Lately, I’ve faced the same thing again. I have a dream I want to become true. The more time passes by the more I want it to happen and the more anxious I get when I realize that it hasn’t happened yet. I start to think that there’s something wrong with me or I don’t deserve the dream. But at the same time, I realize that those thoughts are not right. I do deserve happiness and I do get everything I want if I just believe it.

When I look back in my life and the dreams which I have had and which have become true, the same pattern is repeated. First I’m excited and really believe that I will get what I dream but when the time goes by and nothing happens, I almost give up and get depressed. I start thinking that I don’t deserve it and that’s not meant for me. I have a few examples.

Ever since I was a teenager I was hoping and dreaming to have a boyfriend who I could share my life with.

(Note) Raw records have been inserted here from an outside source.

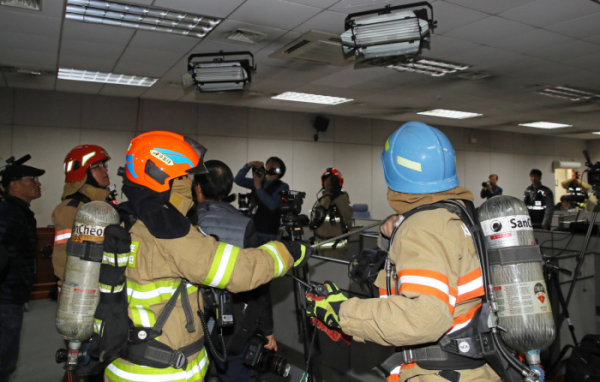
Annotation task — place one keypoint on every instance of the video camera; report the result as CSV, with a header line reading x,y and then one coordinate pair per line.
x,y
262,359
291,207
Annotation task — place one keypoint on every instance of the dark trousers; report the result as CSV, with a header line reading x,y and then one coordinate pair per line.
x,y
234,370
11,322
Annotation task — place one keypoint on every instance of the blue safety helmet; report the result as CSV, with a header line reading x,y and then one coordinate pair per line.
x,y
419,159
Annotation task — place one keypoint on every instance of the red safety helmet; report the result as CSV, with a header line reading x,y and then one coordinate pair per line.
x,y
79,159
335,176
154,158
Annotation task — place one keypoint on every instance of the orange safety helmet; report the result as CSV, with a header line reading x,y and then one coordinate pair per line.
x,y
333,173
156,157
79,159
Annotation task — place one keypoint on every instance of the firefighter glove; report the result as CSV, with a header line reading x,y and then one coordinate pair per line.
x,y
325,306
301,251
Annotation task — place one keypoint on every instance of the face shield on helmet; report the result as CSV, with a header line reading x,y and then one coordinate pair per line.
x,y
79,159
157,157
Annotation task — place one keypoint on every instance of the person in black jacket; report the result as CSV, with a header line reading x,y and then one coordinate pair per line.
x,y
253,310
17,247
265,191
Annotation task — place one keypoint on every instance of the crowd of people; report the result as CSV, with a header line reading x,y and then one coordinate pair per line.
x,y
173,240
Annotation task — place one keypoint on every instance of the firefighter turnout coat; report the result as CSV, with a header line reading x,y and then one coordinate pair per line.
x,y
155,269
439,286
63,217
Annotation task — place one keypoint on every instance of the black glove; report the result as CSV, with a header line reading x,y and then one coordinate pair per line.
x,y
301,251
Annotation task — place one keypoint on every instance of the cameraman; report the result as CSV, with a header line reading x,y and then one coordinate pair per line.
x,y
265,194
332,214
253,310
491,187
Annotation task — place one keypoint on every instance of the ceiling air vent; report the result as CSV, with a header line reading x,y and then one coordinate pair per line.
x,y
33,5
246,36
314,46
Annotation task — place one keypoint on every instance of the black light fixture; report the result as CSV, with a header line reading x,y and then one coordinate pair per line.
x,y
217,72
390,35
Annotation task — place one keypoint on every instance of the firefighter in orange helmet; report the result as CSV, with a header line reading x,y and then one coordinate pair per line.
x,y
170,256
86,180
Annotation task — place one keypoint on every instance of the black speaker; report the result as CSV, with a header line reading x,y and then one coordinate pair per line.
x,y
321,123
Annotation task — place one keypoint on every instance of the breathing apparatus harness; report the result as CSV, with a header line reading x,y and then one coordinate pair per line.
x,y
477,343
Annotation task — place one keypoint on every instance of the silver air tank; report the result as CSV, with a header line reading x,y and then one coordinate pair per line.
x,y
517,277
80,291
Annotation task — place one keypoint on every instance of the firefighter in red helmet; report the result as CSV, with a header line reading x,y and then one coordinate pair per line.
x,y
86,180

I always thought that I would have only one boyfriend who would eventually be my husband. Well, that didn’t happen. I had more than one boyfriend but none of them lasted long and I still felt every time that I will never have a husband. I got depressed many times and was really sad about that. I was jealous of my friends who got married and had kids but I still had nothing to compare them. I was really embarrassed to be single. I thought there’s something wrong with me. I fell for the wrong guys and felt even more embarrassed when the relationships didn’t last. I really wanted to settle down but I didn’t know what to do.

Then one day I started to think that there could be something good about being single. I changed my attitude and started to see positive things about my life. I felt that my eyes opened and I could see colors around me. Soon after that, I met my husband. I realized that I needed to give a chance for my dream to become true and see how good things are in my life and start appreciating them. The same pattern repeated when I wanted to have a baby. I thought it would happen fast and easy but it took for me for six months when I got pregnant. I thought that was a really long time and it felt forever. I got depressed and sad when I didn’t get pregnant earlier but when I let go of the negativity and started to think positively about my life, I got pregnant soon after that.

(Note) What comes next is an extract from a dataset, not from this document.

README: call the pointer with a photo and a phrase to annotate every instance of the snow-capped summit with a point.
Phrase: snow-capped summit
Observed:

So here is what I do. I start or end my day with writing things I’m grateful for. Then during the day I say out loud things what I’m grateful for. When I go pick up my kids from the daycare, on the way there I say good things about my kids and that I’m so grateful for having them in my life. Or when I go to work the whole trip there I repeat a mantra: “I have an amazing job, I give an amazing service which I get an amazing payment.” And then I start saying how grateful I am of my job. Or before my husband comes home, I start thinking good things about him and how grateful I am for him. Or when I go for a run I start thinking how lucky I am that I am healthy and able to use my muscles and run. And the list goes on. You can start thinking about your own life and really think when you do something how lucky you are that you can do something and how grateful you are about things or people in your life.

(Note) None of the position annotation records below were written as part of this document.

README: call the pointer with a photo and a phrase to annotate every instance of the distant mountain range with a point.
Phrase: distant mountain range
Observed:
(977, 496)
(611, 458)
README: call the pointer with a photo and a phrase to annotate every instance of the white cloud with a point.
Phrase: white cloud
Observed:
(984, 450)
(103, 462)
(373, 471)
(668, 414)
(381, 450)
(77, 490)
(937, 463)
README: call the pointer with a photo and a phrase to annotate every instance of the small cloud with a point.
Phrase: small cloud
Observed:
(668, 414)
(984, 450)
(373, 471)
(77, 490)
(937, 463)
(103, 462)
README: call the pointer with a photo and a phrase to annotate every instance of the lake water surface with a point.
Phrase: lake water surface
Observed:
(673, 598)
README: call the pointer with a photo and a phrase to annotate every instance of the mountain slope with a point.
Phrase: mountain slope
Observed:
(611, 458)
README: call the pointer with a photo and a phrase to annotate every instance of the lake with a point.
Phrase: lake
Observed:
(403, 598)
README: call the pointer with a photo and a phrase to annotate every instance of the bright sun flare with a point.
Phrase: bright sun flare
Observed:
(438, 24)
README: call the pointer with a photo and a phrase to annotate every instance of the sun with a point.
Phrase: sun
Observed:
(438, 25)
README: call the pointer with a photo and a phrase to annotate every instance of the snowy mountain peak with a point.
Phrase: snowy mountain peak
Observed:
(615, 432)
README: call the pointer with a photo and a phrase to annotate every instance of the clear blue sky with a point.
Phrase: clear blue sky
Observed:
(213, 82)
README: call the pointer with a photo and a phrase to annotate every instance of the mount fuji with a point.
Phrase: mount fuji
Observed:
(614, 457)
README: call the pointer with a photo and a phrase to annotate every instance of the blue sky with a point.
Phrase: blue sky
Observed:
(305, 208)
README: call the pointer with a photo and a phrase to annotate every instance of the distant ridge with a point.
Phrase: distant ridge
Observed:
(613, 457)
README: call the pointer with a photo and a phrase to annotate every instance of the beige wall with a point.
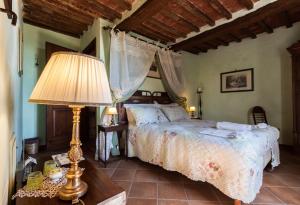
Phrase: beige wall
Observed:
(10, 99)
(272, 79)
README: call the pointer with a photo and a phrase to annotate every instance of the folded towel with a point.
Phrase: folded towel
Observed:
(261, 126)
(234, 126)
(218, 133)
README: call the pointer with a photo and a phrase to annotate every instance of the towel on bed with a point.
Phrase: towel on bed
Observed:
(234, 126)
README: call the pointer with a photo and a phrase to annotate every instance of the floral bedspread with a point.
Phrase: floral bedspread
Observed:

So I want to encourage you. If you have a dream, don’t give up. There will be times you will get depressed and you will be tested that are you ready for your dream. Do me a favor and push through all those tests and think about how good things are already in your life and focus on those. The dream you have to work for and you have to wait a little bit longer, it’s worth all of it. You’ll understand later that the journey is the most important and dreams become true when you’re ready for them. Trust me. Be grateful!